After analyzing the results from using a bi-encoder, cross-encoder and bi + cross encoder model, I noticed that the best results were obtained by using the bi and the bi + cross encoder. Although, I was not satisfied with the results so I decided to attack the challenge with a new approach. I will change the weight for all the features except the description and I also changed the pretrained models used for embedding and cross-encoder to a DeBERTa-v3 based model who has a much higher performance in these types of situations than the ones used before.

**Weight change for features**

In [9]:
def create_text_about_company(row):
    business_tags_processed = ""
    if (pd.notna(row['business_tags'])):
        business_tags_processed = row['business_tags'].replace("['", "").replace("']", "").replace("'", "")

    description = row['description'] if pd.notna(row['description']) else ""

    business_tags = business_tags_processed if pd.notna(business_tags_processed) else ""

    sector = row['sector'] if pd.notna(row['sector']) else ""

    category = row['category'] if pd.notna(row['category']) else ""

    niche = row['niche'] if pd.notna(row['niche']) else ""
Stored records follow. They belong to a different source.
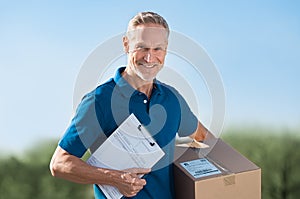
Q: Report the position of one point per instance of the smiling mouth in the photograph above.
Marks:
(148, 65)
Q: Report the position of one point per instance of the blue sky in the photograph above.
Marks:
(254, 44)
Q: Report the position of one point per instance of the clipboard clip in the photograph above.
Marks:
(140, 129)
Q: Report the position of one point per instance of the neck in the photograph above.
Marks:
(138, 83)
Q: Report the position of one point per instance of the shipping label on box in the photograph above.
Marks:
(222, 174)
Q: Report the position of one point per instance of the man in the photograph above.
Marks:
(134, 89)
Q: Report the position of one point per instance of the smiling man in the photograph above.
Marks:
(133, 89)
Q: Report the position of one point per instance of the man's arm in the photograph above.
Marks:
(201, 133)
(69, 167)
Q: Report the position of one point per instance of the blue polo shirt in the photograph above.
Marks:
(105, 108)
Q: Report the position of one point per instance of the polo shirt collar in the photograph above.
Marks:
(127, 90)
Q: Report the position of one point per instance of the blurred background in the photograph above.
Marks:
(255, 46)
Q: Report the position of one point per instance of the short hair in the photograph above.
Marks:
(146, 18)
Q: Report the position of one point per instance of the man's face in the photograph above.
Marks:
(146, 46)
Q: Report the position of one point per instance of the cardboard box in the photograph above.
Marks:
(235, 177)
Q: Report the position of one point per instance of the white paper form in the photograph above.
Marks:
(130, 146)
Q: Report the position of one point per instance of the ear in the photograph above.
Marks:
(125, 44)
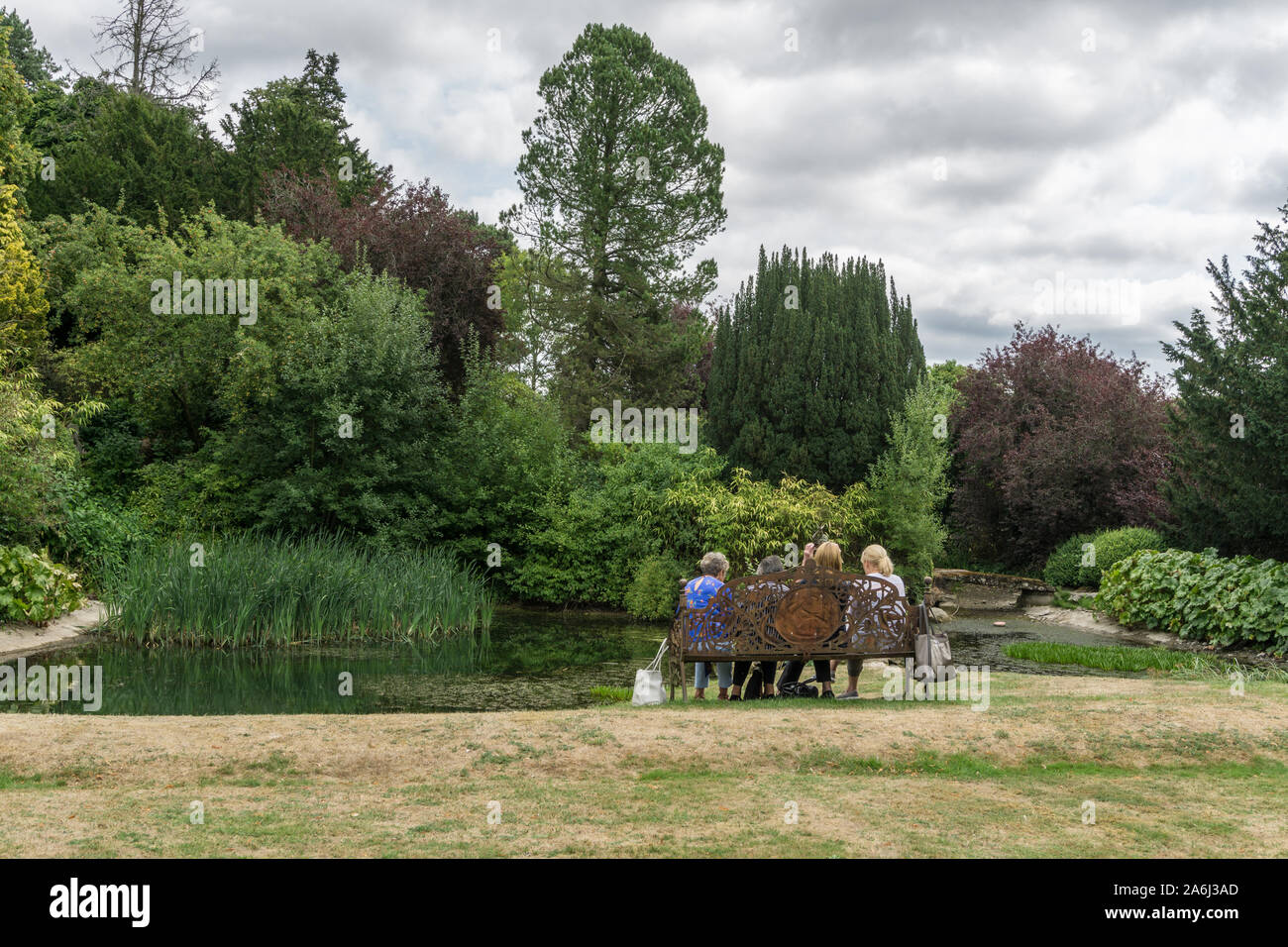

    text = f"{description} Services: {business_tags}. Industry: {sector} - {category} - {niche}"

    return text

**Using DeBERTa-V3 model for embedding**

In [7]:
from transformers import AutoTokenizer, AutoModel
import torch

tokenizer = AutoTokenizer.from_pretrained("microsoft/deberta-v3-base")
model = AutoModel.from_pretrained("microsoft/deberta-v3-base")

def deberta_embeddings(text, tokenizer, model):
  inputs = tokenizer(text, return_tensors="pt", padding=True, truncation=True, max_length=512)
  with torch.no_grad():
    output = model(**inputs)

  hidden_states = output.last_hidden_state

  mask = inputs['attention_mask'].unsqueeze(-1).float()

  sum_embeddings = torch.sum(hidden_states * mask, dim=1)

  sum_mask = torch.max(torch.sum(mask, dim=1), torch.tensor(1e-9))

  mean_embeddings = sum_embeddings / sum_mask

  return mean_embeddings

The secret `HF_TOKEN` does not exist in your Colab secrets.
To authenticate with the Hugging Face Hub, create a token in your settings tab (https://huggingface.co/settings/tokens), set it as secret in your Google Colab and restart your session.
You will be able to reuse this secret in all of your notebooks.
Please note that authentication is recommended but still optional to access public models or datasets.


tokenizer_config.json:   0%|          | 0.00/52.0 [00:00<?, ?B/s]

config.json:   0%|          | 0.00/579 [00:00<?, ?B/s]

spm.model:   0%|          | 0.00/2.46M [00:00<?, ?B/s]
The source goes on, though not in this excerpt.